A descendant of the pomelo and sweet orange, grapefruit was originally grown in subtropical climates as an ornamental plant dubbed the “forbidden fruit.” First bred in Barbados and brought to the United States in the early 1800s, the fruit earned widespread popularity when the first patent for the variety Ruby Red was created in 1929, transforming the fruit into an agricultural success. Today, this uniquely tangy-sweet fruit grows abundantly in Arizona, California, Texas and Florida – the world’s largest producer of the fruit.
The grapefruit was named for the grape like clusters in which they grow. Though the flesh color varies with each variety, the skin is usually yellow and may have a pinkish blush.

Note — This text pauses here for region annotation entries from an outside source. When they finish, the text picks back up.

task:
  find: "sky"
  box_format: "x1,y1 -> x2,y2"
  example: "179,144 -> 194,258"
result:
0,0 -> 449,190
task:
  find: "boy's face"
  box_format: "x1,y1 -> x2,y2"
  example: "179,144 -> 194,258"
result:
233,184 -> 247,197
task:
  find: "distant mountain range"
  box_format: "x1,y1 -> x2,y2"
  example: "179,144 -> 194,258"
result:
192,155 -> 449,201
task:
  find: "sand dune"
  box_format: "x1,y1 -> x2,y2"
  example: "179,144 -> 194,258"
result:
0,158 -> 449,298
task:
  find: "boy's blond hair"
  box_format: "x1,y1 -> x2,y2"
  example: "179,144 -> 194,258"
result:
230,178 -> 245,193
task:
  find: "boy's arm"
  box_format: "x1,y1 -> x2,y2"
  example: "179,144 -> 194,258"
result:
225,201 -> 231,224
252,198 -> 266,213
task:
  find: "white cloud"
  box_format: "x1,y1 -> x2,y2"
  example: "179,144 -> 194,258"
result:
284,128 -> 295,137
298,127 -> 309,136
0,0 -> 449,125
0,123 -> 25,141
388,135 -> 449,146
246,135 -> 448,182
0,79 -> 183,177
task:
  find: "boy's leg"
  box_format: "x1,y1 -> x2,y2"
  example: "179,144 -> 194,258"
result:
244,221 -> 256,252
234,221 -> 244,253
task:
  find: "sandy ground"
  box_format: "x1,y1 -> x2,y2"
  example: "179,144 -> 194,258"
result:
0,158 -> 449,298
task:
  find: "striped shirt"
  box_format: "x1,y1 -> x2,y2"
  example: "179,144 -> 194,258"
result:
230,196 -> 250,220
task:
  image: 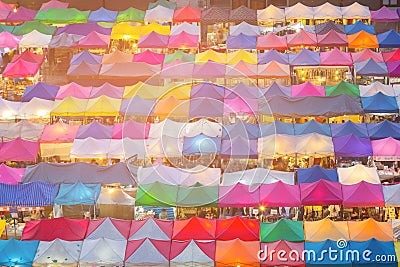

Available year-round, look for grapefruit with a brightly colored skin. A ripe grapefruit should feel firm yet springy when gently squeezed in the palm of your hand. If it feels heavy for its size, then the juicier it will be. Best preserved in a plastic bag in the refrigerator’s produce drawer for up to two weeks, grapefruit can also be stored at room temperature for up to two days. Very low in calories and a great source of dietary fiber, grapefruit contain about the same amount of vitamin C as oranges.
To remove segments from grapefruit, first cut off any peel and white pith. Holding the grapefruit over a small bowl covered with a fine-mesh strainer to catch segments, with paring knife, cut on either side of membranes to release each segment. If desired, squeeze the leftover membrane to release any excess juice.
A celebrated treat for breakfast, the grapefruit is most commonly eaten cut in half and sprinkled with sugar. If you’re looking for a new way to enjoy this fruit, try adding the segments to a salad or sprinkle grapefruit halves with brown sugar and broil. Add chopped grapefruit to avocado and jalapeno for a refreshing relish to serve over fish, chicken or pork, or add the juice to homemade salad dressing in place of some of the vinegar or lemon juice.